L’enquête de la fédération, fouillée, se concentre sur le commerce, et néglige les autres aspects de la dévitalisation urbaine, comme la proportion importante de logements vides, l’appauvrissement de la population ou la fuite des équipements publics (hôpitaux, piscines) et privés (cinémas, salles de sport). Mais elle n’en est pas moins implacable. « L’évolution des flux en magasin est en baisse constante, depuis au moins cinq années consécutives » et cette baisse atteint « en moyenne 5%, par an », note Procos. Et ceci vaut aussi bien pour les boutiques de centre-ville que pour les zones commerciales de périphérie ou les galeries marchandes. « Heureusement, observe la fédération, les chiffres d’affaires de ces mêmes magasins ne diminuent pas dans les mêmes proportions ». Autrement dit, le commerce accueille moins de clients, mais ceuxci sont plus dépensiers.

Cette morosité s’explique par plusieurs facteurs, estiment les spécialistes. Ils incriminent d’abord la croissance des achats en ligne, « de 10 à 15%, par an ». Procos accuse aussi les gilets jaunes : « Les mouvements sociaux de la fin d’année 2018 ont fortement affecté l’activité des commerces dans de très nombreux territoires, en centre-ville comme en périphérie ». Mais tout ceci ne représente pas grandchose par rapport à un autre constat effectué par la fédération : « une croissance plus rapide des surfaces commerciales que de la population ». Chaque année, la superficie des zones commerciales périphériques progresse de 3 ou 4%, quand la hausse de la consommation ne dépasse pas 1%. En janvier, Procos avait publié des graphiques éloquents présentant l’évolution des opérations d’immobilier commercial. Le stock d’opérations autorisées demeure stable, autour de 3 millions de mètres carrés par an, depuis 2008. La fédération a également publié la liste impressionnante des nouvelles zones de plus de 15 000 m² livrées en 2018, à Évreux, Marseille ou Ajaccio, des villes pas vraiment épargnées par la dévitalisation commerciale. En 2019, les promoteurs s’attaquent à Saint-Étienne, Grenoble ou Lille. « 85% des projets concernent la périphérie », précise Procos.
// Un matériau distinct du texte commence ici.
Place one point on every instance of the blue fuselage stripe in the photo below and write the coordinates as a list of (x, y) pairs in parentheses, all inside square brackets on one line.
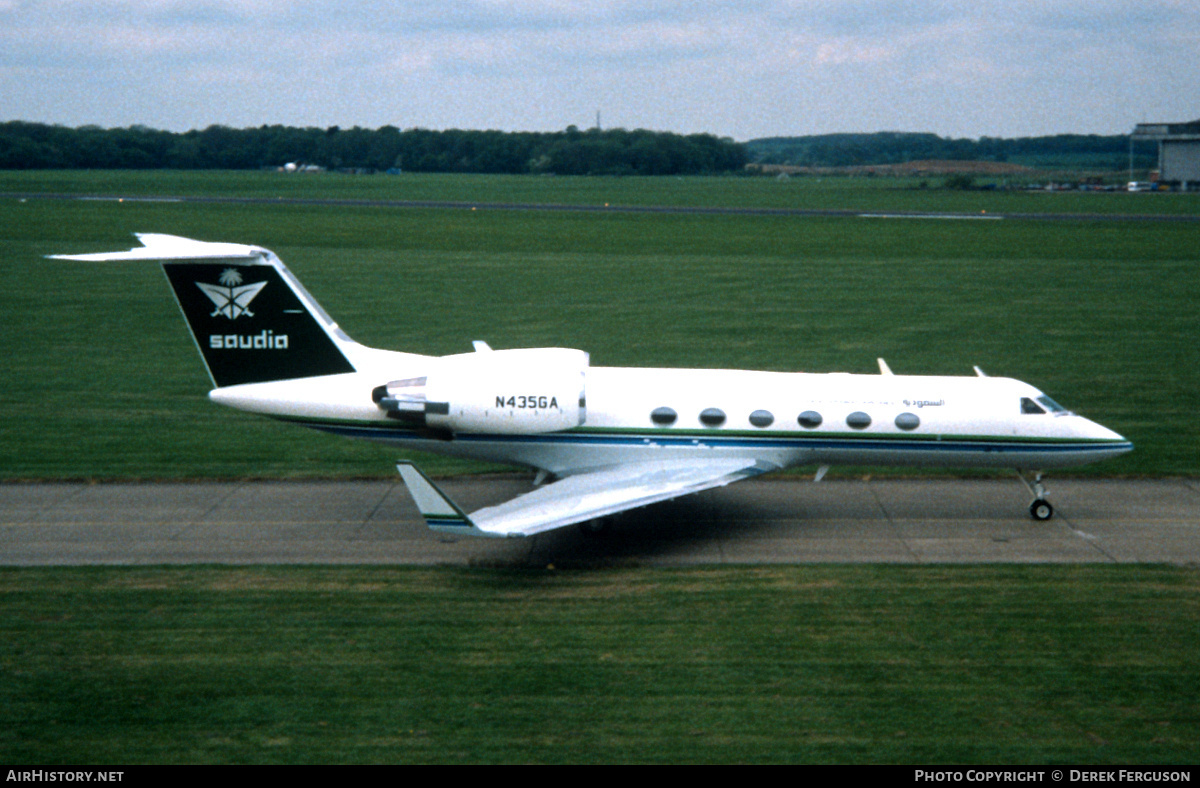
[(941, 444)]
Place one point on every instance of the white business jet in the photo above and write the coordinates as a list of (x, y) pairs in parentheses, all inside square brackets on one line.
[(611, 438)]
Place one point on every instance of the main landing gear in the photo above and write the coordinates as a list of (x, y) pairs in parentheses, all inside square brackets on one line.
[(1041, 509)]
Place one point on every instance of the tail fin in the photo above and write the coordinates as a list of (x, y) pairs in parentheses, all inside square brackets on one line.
[(250, 317), (439, 512)]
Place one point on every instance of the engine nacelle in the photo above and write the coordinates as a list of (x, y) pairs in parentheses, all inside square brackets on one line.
[(520, 391)]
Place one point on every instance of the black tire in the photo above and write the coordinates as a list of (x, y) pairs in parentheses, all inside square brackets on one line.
[(1041, 510)]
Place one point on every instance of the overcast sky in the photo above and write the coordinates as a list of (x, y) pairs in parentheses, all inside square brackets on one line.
[(744, 68)]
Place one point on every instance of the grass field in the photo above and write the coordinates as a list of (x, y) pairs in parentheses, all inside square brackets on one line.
[(809, 193), (1086, 665), (1035, 665), (102, 380)]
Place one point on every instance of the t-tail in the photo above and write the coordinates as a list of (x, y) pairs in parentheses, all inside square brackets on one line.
[(250, 317)]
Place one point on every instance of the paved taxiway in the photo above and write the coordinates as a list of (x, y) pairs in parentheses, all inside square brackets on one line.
[(753, 522)]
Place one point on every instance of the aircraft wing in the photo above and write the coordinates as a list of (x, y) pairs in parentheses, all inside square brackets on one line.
[(577, 498)]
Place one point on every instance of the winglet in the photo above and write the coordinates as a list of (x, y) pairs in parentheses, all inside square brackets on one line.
[(439, 512)]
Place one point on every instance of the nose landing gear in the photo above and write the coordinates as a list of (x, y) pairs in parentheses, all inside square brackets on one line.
[(1041, 509)]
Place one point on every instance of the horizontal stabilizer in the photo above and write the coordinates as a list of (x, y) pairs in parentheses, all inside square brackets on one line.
[(160, 246), (577, 498)]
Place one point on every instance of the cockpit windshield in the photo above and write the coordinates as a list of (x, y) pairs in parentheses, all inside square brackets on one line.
[(1043, 404)]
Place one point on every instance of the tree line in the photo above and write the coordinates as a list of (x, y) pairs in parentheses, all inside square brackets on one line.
[(574, 151), (617, 151), (1065, 151)]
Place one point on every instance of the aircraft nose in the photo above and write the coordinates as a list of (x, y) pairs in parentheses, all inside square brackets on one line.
[(1120, 444)]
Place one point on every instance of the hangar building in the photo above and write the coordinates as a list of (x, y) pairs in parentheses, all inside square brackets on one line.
[(1179, 151)]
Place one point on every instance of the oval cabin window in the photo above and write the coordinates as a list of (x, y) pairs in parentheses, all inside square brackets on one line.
[(664, 416), (762, 419), (858, 420), (810, 419)]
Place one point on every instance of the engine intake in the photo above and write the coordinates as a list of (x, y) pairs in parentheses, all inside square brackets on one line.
[(520, 391)]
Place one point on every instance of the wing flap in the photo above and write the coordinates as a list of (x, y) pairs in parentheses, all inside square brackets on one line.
[(581, 497)]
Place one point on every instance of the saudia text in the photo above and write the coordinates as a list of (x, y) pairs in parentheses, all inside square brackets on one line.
[(264, 341), (535, 402)]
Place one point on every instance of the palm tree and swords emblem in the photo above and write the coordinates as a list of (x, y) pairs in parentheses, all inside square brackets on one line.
[(232, 298)]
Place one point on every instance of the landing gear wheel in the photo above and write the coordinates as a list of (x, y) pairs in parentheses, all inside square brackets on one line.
[(595, 528), (1041, 510)]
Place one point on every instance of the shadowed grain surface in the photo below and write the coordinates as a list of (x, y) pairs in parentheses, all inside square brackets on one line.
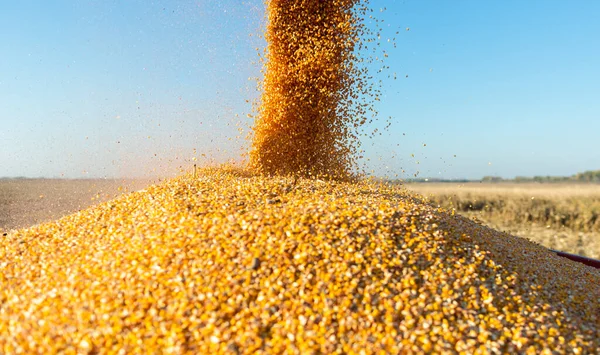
[(236, 263), (25, 202)]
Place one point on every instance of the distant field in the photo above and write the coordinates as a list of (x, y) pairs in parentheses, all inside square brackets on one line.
[(26, 202), (565, 216)]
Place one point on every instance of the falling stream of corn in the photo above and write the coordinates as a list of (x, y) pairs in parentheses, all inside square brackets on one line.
[(273, 259)]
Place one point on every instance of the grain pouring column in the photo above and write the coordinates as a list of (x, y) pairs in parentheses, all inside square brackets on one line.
[(307, 117)]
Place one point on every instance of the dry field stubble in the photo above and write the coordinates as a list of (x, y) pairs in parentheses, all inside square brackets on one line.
[(564, 217), (26, 202)]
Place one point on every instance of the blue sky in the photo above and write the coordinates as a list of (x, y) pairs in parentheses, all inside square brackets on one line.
[(94, 88)]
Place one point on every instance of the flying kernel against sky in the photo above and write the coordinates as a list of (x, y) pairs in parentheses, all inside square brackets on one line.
[(315, 94), (108, 88)]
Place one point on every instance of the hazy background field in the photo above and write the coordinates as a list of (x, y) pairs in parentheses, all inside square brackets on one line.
[(26, 202), (561, 216)]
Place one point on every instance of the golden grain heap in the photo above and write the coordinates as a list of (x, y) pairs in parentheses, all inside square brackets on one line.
[(238, 262), (313, 90), (231, 262)]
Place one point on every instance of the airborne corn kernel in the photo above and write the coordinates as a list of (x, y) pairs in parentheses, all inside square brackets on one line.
[(311, 108)]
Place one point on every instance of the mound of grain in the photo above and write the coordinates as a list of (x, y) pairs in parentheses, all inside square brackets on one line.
[(236, 263)]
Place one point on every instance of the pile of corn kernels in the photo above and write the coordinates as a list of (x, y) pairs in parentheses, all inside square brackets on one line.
[(231, 262)]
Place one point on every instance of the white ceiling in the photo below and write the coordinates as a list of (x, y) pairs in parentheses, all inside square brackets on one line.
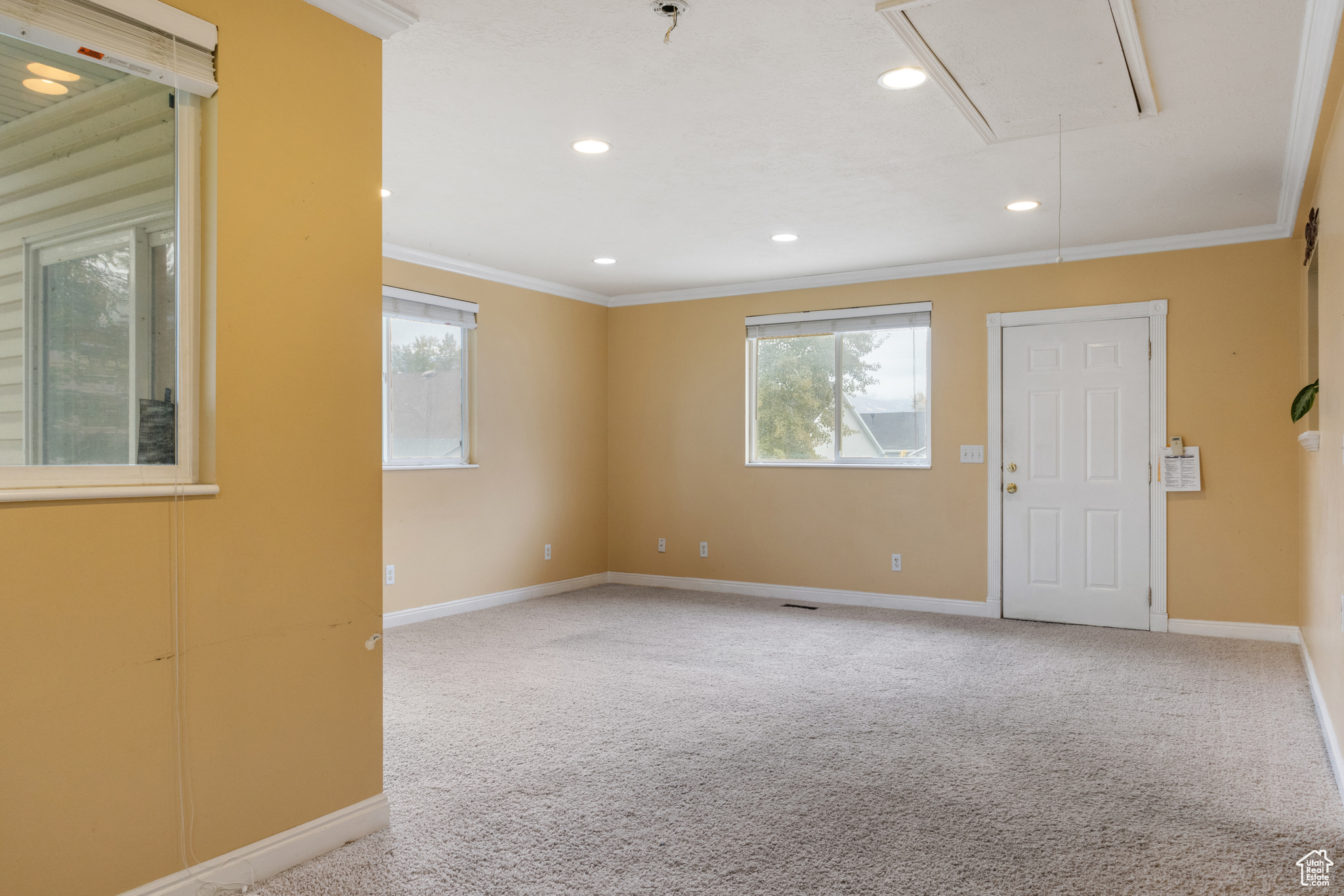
[(764, 117)]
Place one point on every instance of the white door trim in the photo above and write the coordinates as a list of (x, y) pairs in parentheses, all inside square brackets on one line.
[(1156, 315)]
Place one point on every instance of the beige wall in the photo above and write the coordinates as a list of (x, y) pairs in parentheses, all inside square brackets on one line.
[(1323, 472), (677, 437), (539, 386), (283, 567)]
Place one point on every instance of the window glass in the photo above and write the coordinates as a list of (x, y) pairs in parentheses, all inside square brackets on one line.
[(88, 270), (796, 398), (424, 377), (886, 394), (881, 393)]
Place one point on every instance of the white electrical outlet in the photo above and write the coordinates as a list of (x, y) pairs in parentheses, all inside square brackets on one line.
[(972, 453)]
FOCUS SUR LES BONNES NOUVELLES

La situation s’aggrave, donc. Mais faute de données détaillées, les observateurs de l’urbain se contenteront des bonnes nouvelles. Dans la catégorie des métropoles, sans surprise, Procos sacre Strasbourg, qui connaît « la meilleure évolution » depuis le palmarès précédent. Le taux de vacance y stagne à 4%. Les 1 000 commerces de la ville alsacienne constituent « le principal pôle marchand de l’agglomération », loin devant les zones commerciales périphériques. Les spécialistes observent que le centre-ville abrite également « des administrations, des services de santé, des logements destinés aux familles ». Et l’accessibilité ne se limite pas aux « nombreux parkings », mais repose « surtout sur une politique multimodale qui laisse une large place au vélo, aux piétons, aux transports en commun ».

La plupart des autres villes consacrées par le palmarès sont également attendues : Lyon, métropole peuplée et dense, Annecy, son lac et ses frontaliers, Vichy (Allier) et ses curistes, Compiègne (Oise), sa population aisée et ses étudiants, Gap, son relatif isolement qui favorise le commerce local… Procos mise sur le plan Action cœur de ville, dont les principales mesures figurent dans la loi Elan, consacrée au logement et à l’aménagement du territoire, et promulguée en novembre 2018. Ce texte ne décrète pas de « moratoire » sur la construction des zones commerciales, comme le réclamaient les acteurs du commerce de ville, mais donne aux préfets et aux maires des outils pour limiter les extensions périphériques. Le plan, doté de 5 milliards d’euros répartis en 222 villes, s’appuie aussi sur des « opérations de revitalisation territoriale ». Pour Procos, c’est « une avancée considérable, à la fois dans la prise de conscience, mais également sur la méthode et les moyens à disposition des élus locaux ». Même si, pour l’heure, les résultats se font attendre.